Sono numerose le iniziative assunte recentemente dal privato sociale
(fondazioni, banche, associazioni di persone in situazione di handicap…),
volte a individuare una risposta al cosiddetto problema del “dopo di noi”.
L’esigenza riguarda principalmente le famiglie delle persone con handicap
intellettivo o fisico con limitata autonomia che, pensando al momento
in cui non saranno più in grado di fare fronte ai bisogni dei loro figli
ormai adulti, desiderano tuttavia assicurare loro la possibilità di continuare
a vivere in un contesto familiare e cioè in una casa-famiglia o in una
comunità alloggio.
E’ noto, infatti, che, nei casi in cui non siano attuabili soluzioni più
personalizzate (affido, case e gruppi famiglia, ecc.), solo in un piccolo
ambiente, con al massimo 8-10 persone che vivono insieme in un appartamento
o in una piccola villetta, situata in un normale contesto sociale, si
possono stabilire relazioni personali e affettive che ripropongono un
clima familiare.
Certamente il problema del “dopo di noi” preoccupa, perché ancora troppi
sono i ricoveri in istituti di dimensioni notevoli e che prevedono ancora
sovente la comunanza tra persone con problematiche diverse: anziani malati
cronici non autosufficienti e persone con problemi psichiatrici sovente
vivono a fianco di persone con handicap intellettivo. Anche se in nuclei
separati, restano comunque convivenze forzate, sottoposte peraltro a regole
e comportamenti tipici delle istituzioni totali che, sin dal 1970, stiamo
cercando di eliminare dalle risposte assistenziali, perché veri luoghi
di emarginazione sociale.
Perché il privato, benché “sociale”, non può bastare
Le numerose iniziative finora intraprese si sono mosse sul fronte della
ricerca di fondi per finanziare la realizzazione di piccole comunità alloggio,
in alcuni casi coinvolgendo anche grandi enti pubblici, come è stato il
caso del Comune di Roma che è promotore di una fondazione per il “dopo
di noi”, ma prevalentemente cercando finanziamenti da parte di fondazioni
bancarie o attraverso iniziative benefiche di raccolta,
Tutto questo è senz’altro positivo perché ha richiamato l’interesse generale
sul problema e, soprattutto, ha sottolineato che la risposta non può essere
l’istituto, ma deve essere una piccola comunità alloggio o una casa-famiglia.

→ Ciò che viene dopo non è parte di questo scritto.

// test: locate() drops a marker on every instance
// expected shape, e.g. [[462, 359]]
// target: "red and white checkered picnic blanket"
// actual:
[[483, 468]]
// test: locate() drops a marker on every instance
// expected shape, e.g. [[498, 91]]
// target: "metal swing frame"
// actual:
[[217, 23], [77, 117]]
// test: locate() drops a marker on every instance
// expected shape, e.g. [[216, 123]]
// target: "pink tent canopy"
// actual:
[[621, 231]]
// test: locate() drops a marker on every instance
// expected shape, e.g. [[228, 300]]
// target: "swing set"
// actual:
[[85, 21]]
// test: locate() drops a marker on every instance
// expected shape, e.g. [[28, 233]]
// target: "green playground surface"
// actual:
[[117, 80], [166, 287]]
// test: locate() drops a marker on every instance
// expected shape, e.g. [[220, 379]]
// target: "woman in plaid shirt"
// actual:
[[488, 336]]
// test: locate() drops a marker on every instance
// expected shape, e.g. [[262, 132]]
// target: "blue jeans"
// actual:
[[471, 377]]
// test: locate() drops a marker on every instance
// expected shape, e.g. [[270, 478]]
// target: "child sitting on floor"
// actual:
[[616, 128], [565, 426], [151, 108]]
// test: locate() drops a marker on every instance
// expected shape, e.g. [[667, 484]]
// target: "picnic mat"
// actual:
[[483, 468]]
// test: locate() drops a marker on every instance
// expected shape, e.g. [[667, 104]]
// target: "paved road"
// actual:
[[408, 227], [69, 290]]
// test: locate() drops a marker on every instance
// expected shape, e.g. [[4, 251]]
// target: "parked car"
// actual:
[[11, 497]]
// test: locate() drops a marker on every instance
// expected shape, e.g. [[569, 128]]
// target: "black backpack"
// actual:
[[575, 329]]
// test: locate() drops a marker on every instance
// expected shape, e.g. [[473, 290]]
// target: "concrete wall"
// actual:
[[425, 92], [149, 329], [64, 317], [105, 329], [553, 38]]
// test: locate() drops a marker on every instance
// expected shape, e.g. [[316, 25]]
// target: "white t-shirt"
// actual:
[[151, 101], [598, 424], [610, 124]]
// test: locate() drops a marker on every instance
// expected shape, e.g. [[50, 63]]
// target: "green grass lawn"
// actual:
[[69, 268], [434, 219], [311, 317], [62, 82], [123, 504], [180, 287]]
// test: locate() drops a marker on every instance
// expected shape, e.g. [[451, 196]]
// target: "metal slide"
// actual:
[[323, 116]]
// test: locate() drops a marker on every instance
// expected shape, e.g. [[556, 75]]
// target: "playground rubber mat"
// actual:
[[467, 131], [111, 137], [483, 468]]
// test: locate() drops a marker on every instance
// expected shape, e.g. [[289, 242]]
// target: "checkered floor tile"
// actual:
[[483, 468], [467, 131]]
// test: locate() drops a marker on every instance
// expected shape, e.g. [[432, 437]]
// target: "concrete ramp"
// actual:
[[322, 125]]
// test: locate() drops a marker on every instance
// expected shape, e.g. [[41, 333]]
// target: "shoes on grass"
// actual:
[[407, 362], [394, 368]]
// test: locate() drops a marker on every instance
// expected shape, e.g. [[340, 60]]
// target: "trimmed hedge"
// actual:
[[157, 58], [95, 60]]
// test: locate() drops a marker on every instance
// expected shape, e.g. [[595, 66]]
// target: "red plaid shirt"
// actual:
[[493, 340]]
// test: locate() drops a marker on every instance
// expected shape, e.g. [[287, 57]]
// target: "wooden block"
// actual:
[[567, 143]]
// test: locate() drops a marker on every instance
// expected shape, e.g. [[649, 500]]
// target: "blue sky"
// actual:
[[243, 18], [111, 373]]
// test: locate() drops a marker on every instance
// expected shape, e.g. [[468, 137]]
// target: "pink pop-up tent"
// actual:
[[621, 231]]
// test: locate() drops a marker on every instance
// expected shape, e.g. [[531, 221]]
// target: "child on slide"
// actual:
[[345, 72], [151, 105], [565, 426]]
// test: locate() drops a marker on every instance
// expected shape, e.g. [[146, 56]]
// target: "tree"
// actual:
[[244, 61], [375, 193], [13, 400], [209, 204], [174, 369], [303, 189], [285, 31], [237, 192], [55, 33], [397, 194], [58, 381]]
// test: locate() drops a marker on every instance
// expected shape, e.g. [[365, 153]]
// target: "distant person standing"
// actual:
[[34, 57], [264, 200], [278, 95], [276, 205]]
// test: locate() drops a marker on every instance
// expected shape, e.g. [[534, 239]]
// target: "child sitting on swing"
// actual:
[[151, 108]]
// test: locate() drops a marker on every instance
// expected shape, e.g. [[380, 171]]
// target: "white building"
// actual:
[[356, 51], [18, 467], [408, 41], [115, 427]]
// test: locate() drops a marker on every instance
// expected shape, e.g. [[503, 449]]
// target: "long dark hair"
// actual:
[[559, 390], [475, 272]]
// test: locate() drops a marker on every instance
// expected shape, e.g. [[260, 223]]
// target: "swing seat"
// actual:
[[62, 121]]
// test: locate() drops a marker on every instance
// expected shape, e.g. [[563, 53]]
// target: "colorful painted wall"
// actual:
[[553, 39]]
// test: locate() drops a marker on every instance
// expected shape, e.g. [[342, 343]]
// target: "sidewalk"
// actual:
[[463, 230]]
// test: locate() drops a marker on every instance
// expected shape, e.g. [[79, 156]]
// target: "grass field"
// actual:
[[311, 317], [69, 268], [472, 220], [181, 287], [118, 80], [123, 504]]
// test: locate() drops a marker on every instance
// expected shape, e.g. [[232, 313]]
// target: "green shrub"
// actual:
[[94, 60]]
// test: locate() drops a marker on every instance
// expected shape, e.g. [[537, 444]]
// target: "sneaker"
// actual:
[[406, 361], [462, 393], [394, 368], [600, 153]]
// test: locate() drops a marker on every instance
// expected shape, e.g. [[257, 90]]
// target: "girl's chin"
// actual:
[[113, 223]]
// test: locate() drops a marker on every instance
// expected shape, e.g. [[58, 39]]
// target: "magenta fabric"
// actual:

Inoltre, è senz’altro utile e opportuno incoraggiare, anche attraverso
le fondazioni, le donazioni di privati finalizzate a questi scopi, piuttosto
che a incrementare i patrimoni di vecchie istituzioni private che perseverano
nell’emarginazione di queste persone.
Tuttavia, queste iniziative possono al massimo contribuire a incrementare
la diffusione e realizzazione di comunità alloggio nel nostro paese, ma
non assicurano di per sé il diritto al ricovero per tutte le persone in
situazione di handicap che ne avrebbero la necessità.
Infatti, come è stato rilevato già da alcuni osservatori attenti, il problema
principale consiste nel trovare i fondi necessari alla gestione delle
comunità alloggio e delle case-famiglia.
Il costo annuale di una comunità alloggio per 8 persone in situazione
di handicap è di circa 300-350 mila euro. Un importo insostenibile per
una famiglia e che nessuna polizza assicurativa intenderà mai coprire
se non a fronte del pagamento di premi esorbitanti inavvicinabili ai più.
I Comuni hanno obblighi di legge precisi
Fermo restando quindi le valide iniziative di promozione per ottenere
finanziamenti per realizzare comunità alloggio, è altrettanto indispensabile
tornare a coinvolgere con maggior fervore i Comuni e gli enti gestori
dei servizi socio-assistenziali.
Vi sono obblighi di legge ben precisi, mai abrogati, e quindi ancora oggi
agibili in caso di necessità, che impongono proprio ai Comuni il dovere
di assistere mediante il ricovero i minori, i soggetti con handicap e
gli anziani che non sono in grado di provvedere alle loro esigenze.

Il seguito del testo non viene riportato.